The one intervention that does reduce substrate pressure to near zero in the model: making all substrate layers simultaneously unlimited. That is, obviously, not achievable. But its collapse to Ω → 0 confirms the model is falsifiable — it is a science, not a belief system.
THE GRIDREADINESS CONNECTION
GridReadiness was built on an intuition that the paper now formalises: AI deployment is blocked by the physical layer, not the cognitive one. The firm power constraint is real. The grid capacity constraint is real. The transformer constraint is real.
France brownfield sites address two of the six substrate layers simultaneously — firm power (nuclear baseload available) and grid capacity (existing HV connections, 18-36 months vs 7-10 years). They do not solve cooling, water, materials or capital. But they compress the critical path on the two layers that are currently the dominant bottleneck.
That is precisely what the SLIH minimum operator predicts: compress the slowest layer, and the system becomes faster — until the next slowest layer becomes the constraint. Brownfield sites buy the time to solve the downstream layers before they become the binding constraint.
HOW TO CITE THIS IN YOUR ANALYSIS
For developers and investors evaluating European AI infrastructure, SLIH provides a useful analytical frame for due diligence:
- Has the project addressed P_firm (firm power source confirmed)?
- Has the project addressed G_grid (grid connection timeline confirmed)?
- Has the project addressed C_cool (cooling architecture confirmed for target MW density)?
- Has the project addressed M_materials (transformer procurement, copper, GOES steel)?
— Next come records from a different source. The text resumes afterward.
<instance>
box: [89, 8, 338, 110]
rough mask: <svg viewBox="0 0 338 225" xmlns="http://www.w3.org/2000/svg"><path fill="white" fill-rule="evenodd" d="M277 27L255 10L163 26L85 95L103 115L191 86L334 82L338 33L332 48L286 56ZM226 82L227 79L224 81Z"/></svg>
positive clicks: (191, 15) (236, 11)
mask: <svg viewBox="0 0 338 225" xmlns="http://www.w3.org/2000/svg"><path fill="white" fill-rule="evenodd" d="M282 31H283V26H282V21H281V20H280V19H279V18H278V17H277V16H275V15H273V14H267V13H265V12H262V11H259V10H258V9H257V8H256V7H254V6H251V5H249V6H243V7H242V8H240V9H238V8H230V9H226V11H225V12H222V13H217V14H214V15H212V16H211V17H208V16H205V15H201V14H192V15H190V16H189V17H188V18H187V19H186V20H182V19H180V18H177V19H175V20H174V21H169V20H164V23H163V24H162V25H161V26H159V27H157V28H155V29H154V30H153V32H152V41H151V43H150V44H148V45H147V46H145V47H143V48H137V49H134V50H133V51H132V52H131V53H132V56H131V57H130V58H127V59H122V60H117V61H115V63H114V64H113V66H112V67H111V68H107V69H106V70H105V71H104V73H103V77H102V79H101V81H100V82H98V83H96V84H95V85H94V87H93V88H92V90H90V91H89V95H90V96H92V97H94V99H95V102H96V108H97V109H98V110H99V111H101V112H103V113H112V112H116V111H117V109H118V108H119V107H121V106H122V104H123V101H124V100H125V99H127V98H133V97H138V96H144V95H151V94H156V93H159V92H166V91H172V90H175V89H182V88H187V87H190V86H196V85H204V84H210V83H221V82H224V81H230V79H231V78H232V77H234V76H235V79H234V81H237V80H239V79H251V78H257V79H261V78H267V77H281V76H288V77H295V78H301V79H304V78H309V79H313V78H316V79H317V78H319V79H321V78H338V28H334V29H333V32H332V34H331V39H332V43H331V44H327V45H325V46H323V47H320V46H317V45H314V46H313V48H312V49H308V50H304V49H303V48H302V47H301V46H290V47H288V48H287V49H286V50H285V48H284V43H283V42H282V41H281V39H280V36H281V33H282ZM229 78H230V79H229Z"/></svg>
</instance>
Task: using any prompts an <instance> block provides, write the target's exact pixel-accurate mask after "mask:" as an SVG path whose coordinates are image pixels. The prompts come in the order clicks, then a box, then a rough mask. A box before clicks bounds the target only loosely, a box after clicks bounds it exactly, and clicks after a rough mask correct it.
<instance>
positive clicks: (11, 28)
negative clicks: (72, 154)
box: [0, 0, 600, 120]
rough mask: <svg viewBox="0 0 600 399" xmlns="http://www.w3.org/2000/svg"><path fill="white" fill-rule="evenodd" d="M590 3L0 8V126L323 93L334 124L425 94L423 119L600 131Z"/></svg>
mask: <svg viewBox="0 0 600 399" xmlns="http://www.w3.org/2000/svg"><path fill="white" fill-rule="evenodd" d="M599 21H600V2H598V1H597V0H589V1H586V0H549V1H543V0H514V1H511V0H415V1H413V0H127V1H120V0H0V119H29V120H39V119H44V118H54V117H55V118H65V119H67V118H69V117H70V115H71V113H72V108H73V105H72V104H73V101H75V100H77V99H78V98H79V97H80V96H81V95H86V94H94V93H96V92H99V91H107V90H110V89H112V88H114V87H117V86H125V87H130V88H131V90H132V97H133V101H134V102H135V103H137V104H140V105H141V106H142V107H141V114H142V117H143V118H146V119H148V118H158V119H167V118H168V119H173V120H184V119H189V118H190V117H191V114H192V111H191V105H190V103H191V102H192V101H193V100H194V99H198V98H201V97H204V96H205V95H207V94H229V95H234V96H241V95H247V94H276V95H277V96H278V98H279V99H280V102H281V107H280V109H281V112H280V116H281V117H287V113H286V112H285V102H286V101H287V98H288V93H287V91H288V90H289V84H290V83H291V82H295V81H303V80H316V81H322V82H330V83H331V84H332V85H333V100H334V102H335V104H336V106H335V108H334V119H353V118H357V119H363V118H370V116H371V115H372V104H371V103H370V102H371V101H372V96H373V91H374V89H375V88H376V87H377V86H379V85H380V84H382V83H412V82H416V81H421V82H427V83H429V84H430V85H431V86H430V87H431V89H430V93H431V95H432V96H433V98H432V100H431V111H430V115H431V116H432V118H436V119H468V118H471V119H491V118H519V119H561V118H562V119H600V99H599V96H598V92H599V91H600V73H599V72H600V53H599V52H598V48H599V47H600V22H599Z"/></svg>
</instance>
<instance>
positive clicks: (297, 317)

- What is the current weakest layer — and what is the plan for when the bottleneck migrates?
A Grid Deployment Risk Audit from GridReadiness maps these layers for a specific site and commissioning target. It does not replace engineering due diligence — it compresses the timeline for identifying which layer requires immediate action.
Source: Shaub, J. (2026). Artificial Intelligence or Substrate Drift? A Falsifiable Model of Physical Limits to Intelligence Scaling. Independent Research. ORCID: 0009-0002-9256-0285. June 1, 2026. GridReadiness independently verified the alignment between SLIH findings and field data from EU transformer procurement and RTE grid connection timelines.